The lesson? Well, of course I’m taking some license by saying that the lesson is you shouldn’t listen to your customers. The real lesson is that you have to choose which customers to listen to very carefully. And, even then, you cannot necessarily give them what they say they want. You have to develop products that your customers will need by the time you are able to deliver them. If you don’t, when the development cycle is finished, and you’re ready to ship, you will be offering what the customer said he wanted last year. And any salesman will tell you it’s easier to give a customer what he needs now than to sell him something you insist he said he wanted last year.
6. Plan for Success
But if you do look ahead successfully and see what the market wants, you will only create new problems. During 1983, for example, 3Com was in the tornado for exactly this reason: We had ignored our customers and salespeople and guessed right about what the market would want-Ethernet for personal computers. In the third quarter, we grew 85 percent in three months, which almost killed the company. We sold much more than we could deliver, leaving a backlog of unsatisfied customers for our competitors to unhook. We didn’t have enough people to answer all our customer support calls. Our production programs slipped behind schedule.

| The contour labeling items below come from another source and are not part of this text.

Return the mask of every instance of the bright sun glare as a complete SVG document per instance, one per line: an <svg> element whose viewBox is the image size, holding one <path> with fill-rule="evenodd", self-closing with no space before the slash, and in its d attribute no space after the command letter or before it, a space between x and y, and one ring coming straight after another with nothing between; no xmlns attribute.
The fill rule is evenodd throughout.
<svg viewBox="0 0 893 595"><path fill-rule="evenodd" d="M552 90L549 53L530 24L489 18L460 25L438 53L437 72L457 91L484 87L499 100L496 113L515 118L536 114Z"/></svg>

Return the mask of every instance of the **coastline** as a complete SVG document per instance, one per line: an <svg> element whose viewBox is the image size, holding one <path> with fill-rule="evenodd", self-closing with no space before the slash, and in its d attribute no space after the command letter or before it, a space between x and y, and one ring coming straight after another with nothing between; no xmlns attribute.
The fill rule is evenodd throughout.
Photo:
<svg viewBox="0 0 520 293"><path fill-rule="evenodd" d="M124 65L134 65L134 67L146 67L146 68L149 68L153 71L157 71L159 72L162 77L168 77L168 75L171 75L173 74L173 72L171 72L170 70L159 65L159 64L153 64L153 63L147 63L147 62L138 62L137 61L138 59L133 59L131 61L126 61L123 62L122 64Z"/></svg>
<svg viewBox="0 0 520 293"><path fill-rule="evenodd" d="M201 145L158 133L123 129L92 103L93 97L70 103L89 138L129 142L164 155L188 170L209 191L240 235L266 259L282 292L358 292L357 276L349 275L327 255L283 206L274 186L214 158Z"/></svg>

I remember our CEO, Bill, saying we would never grow that fast again. But I pointed out to Bill that Compaq had the year before gone from zero to 10 times our size in one year. Our problem was not that we had grown 85 percent in three months. It was that we had planned to grow only 15 percent. Which is to say that you can plan too conservatively. (I hasten to add that if you have to err on one side or the other, it is better to plan conservatively. Just don’t overdo it.)
7. Be an Entrepreneur, Not a Visionary
In 1982 my board of directors starting calling me a visionary, and I ate it up. Next thing I knew, I wasn’t CEO anymore. Turns out, nobody wants visionaries running companies. At my level of the game, being called a visionary was faint praise.
Here’s the difference between a visionary and an entrepreneur. Both have visions, which are a dime a dozen. But an entrepreneur has, in addition to visions, plans. In addition to plans, actions. You might have heard that 80 percent of winning is just showing up. Well, showing up is an action, like taking that wake-up call in the dark in the Ramada Inn in Schenectady. I wouldn’t touch a visionary with a 10-foot pole.
Being a company’s proud founder is also foolish. As they build their companies, many people walk around saying to their employees, “I am the founder and you’re not.” You want every employee of your company to be a founder. To have and therefore feel ownership.
8. Know Your Own Operating Range
In 1990, I “retired” from 3Com exactly 11 years after incorporating it. I should have gone three years earlier. Twice the board of directors chose someone other than me to be CEO of 3Com. In 1982, when I didn’t flounce out the door, but instead got sales and marketing. And again in 1990, when I retired amicably.
Putting together the board of 3Com was one of my proudest accomplishments. I built that board with the best people I could find. When they decided someone else was better qualified to be 3Com’s CEO, who was I to argue? Both times, in retrospect, they were right. By 1990, 3Com had outgrown me. Fortunately I had a board smart enough to know that I had succeeded in moving 3Com out of my own operating range. You should be so lucky.